The quizling wannabe's, like Dean, Durbin, Kennedy and Kerry, Pelosi, etc., etc., as well as their 'fellow travellers' in the GOP, some of whom helped engineer our 'defeat' in Viet Nam, now dare to condemn our outstanding and moral treatment of detainees. These fifth columnists compare our finest with the murderous scum (like the Khmer Rouge) who tortured and murdered tens of thousands of our Asian allies who were abandoned to their fate because of the "high moral standards" of some of these same "honorable senators."
The conclusion is obvious. There does indeed exist a national disgrace of moral decay. However, it is not to be found at GTMO, but in Washington D.C.

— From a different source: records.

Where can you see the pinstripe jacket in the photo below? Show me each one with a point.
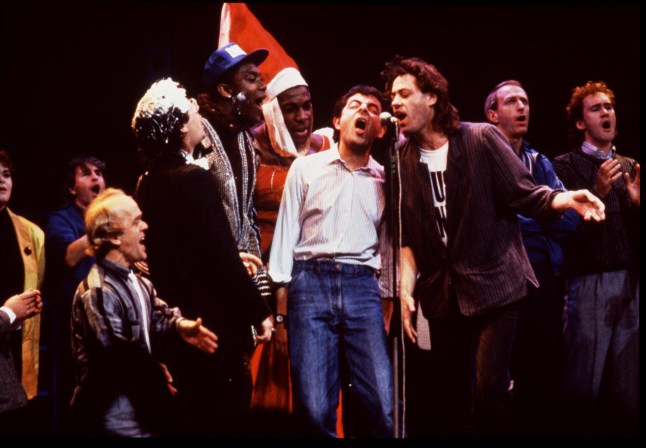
(486, 186)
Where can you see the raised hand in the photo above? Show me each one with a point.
(196, 334)
(26, 304)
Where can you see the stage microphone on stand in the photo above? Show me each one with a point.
(388, 120)
(396, 329)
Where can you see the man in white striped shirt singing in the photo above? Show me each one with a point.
(327, 250)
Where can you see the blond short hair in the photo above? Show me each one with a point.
(104, 221)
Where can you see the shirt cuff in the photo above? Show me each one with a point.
(9, 312)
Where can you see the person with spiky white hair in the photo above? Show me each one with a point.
(194, 263)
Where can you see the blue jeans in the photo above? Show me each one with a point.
(335, 310)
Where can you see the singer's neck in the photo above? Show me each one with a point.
(354, 157)
(431, 140)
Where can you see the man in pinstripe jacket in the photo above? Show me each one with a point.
(462, 188)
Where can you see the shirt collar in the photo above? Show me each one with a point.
(334, 157)
(597, 153)
(114, 268)
(188, 157)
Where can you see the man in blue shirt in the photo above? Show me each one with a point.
(67, 265)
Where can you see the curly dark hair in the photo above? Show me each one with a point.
(429, 80)
(361, 89)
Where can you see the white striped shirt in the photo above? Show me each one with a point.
(329, 212)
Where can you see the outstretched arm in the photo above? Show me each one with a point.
(194, 333)
(25, 305)
(583, 202)
(407, 280)
(632, 186)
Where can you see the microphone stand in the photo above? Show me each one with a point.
(396, 330)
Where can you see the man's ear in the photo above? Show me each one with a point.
(382, 131)
(336, 122)
(115, 241)
(492, 116)
(225, 91)
(432, 99)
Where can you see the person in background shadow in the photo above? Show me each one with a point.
(67, 265)
(463, 264)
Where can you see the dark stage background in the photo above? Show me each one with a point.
(72, 72)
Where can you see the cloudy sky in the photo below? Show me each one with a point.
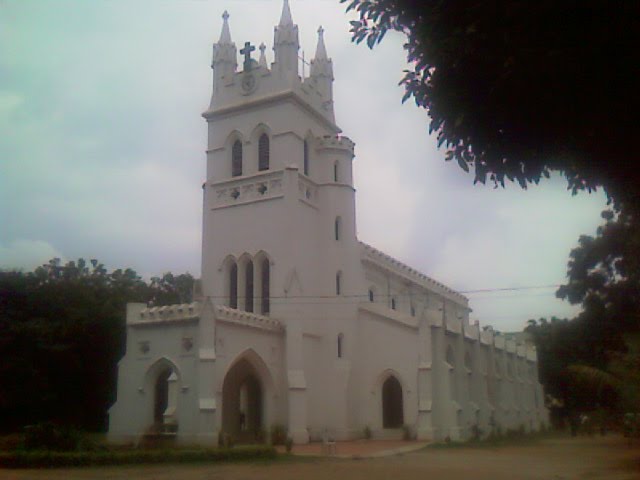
(102, 151)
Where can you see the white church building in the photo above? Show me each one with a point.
(297, 323)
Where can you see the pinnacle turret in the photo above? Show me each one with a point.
(286, 44)
(322, 72)
(224, 61)
(263, 59)
(321, 65)
(285, 17)
(225, 34)
(321, 50)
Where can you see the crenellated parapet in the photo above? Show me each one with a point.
(247, 319)
(336, 142)
(381, 259)
(184, 312)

And how did these "morally superior" individuals gain positions of power in the first place? Perhaps the following links can at least partially explain the discrepency between the American values most of us still hold, and the moral bankruptcy of our "elected" leaders.
1. michellemalkin.com/mt/mt-tb.cgi?__mode=view&entry_id=1262
2. www.gop.com/media/voterfraudarticles.pdf
I do hope we SOON develop approprioate legal strategies to deal with this danger, or it could ultimately be our undoing.

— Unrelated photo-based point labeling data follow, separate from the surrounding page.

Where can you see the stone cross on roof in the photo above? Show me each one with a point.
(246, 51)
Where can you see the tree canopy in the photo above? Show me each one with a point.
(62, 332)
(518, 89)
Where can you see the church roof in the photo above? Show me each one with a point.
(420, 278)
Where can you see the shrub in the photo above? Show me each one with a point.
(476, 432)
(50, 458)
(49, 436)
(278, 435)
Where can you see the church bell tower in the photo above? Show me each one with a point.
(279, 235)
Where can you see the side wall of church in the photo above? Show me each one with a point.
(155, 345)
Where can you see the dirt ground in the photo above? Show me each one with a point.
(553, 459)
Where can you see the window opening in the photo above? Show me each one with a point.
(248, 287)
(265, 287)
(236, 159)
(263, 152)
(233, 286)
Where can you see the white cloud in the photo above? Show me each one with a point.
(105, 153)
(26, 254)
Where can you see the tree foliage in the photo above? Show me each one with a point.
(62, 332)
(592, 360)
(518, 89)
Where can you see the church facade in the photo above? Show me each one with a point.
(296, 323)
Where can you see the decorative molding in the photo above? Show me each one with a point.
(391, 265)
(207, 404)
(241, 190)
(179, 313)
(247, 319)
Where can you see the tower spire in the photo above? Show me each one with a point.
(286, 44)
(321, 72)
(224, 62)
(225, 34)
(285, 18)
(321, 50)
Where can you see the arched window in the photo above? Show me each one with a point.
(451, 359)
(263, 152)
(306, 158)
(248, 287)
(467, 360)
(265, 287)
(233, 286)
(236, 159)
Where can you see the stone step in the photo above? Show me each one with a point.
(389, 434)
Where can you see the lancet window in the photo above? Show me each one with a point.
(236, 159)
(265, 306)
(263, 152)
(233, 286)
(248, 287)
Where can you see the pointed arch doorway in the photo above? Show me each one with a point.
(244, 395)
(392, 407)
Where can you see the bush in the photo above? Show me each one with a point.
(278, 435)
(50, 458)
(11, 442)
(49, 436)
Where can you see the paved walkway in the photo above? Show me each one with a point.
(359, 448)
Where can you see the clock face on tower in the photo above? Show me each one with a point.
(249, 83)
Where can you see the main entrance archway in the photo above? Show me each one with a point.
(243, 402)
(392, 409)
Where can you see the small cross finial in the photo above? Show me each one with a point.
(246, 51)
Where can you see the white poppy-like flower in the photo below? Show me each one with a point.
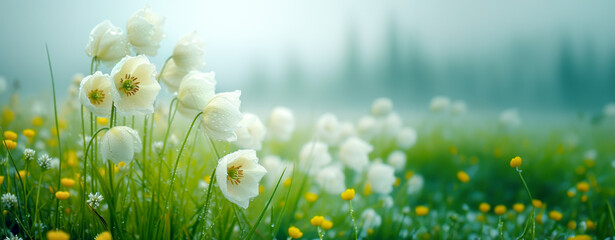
(382, 107)
(331, 180)
(281, 123)
(397, 159)
(510, 118)
(275, 166)
(328, 129)
(221, 116)
(134, 88)
(609, 110)
(459, 107)
(95, 94)
(406, 137)
(238, 174)
(415, 184)
(381, 177)
(119, 144)
(354, 153)
(439, 103)
(172, 76)
(251, 132)
(107, 43)
(144, 30)
(195, 91)
(313, 156)
(367, 127)
(189, 51)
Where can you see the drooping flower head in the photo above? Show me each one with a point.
(120, 144)
(144, 30)
(107, 43)
(221, 116)
(95, 94)
(195, 91)
(238, 175)
(134, 88)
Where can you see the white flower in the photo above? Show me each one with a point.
(510, 118)
(354, 153)
(609, 109)
(134, 88)
(238, 174)
(195, 91)
(314, 156)
(107, 43)
(328, 129)
(439, 103)
(381, 177)
(415, 184)
(188, 52)
(144, 30)
(95, 199)
(28, 154)
(397, 159)
(221, 116)
(406, 137)
(172, 75)
(367, 127)
(331, 180)
(120, 144)
(251, 132)
(459, 107)
(95, 94)
(44, 161)
(9, 200)
(382, 107)
(281, 123)
(275, 166)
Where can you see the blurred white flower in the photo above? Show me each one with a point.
(238, 174)
(95, 94)
(382, 107)
(221, 116)
(172, 76)
(134, 88)
(415, 184)
(331, 180)
(328, 129)
(119, 144)
(313, 156)
(281, 123)
(609, 110)
(459, 107)
(397, 159)
(439, 103)
(275, 166)
(144, 30)
(510, 118)
(195, 91)
(367, 127)
(251, 132)
(406, 137)
(354, 153)
(381, 177)
(188, 52)
(107, 43)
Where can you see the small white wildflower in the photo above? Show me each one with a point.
(9, 200)
(95, 199)
(28, 154)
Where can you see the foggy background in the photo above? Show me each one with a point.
(548, 56)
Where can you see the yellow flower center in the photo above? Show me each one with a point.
(234, 174)
(96, 96)
(129, 83)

Posted by: yonason at June 23, 2005 11:34 PM (lin9B)
Posted by: Max at June 25, 2005 06:50 AM (Bm3k1)
81
Thanks for proving that conservatism results either from a mental disorder or just from lack of education.
According to the official internal secret statistics, little more than 1.6 million inmates died in GULAG from 1930 to 1956. So much for your wild fantasy figures. And yes, Conquest's Kolyma figure is also bogus - so many people were never even deported to Kolyma. According to historian Wheatcroft,
"In the late 1930s on average one-quarter to one-third of all prisoners in Dalstroi died. For the entire period 175 000 to 250 000 died of a population of 700 000 to 750 000."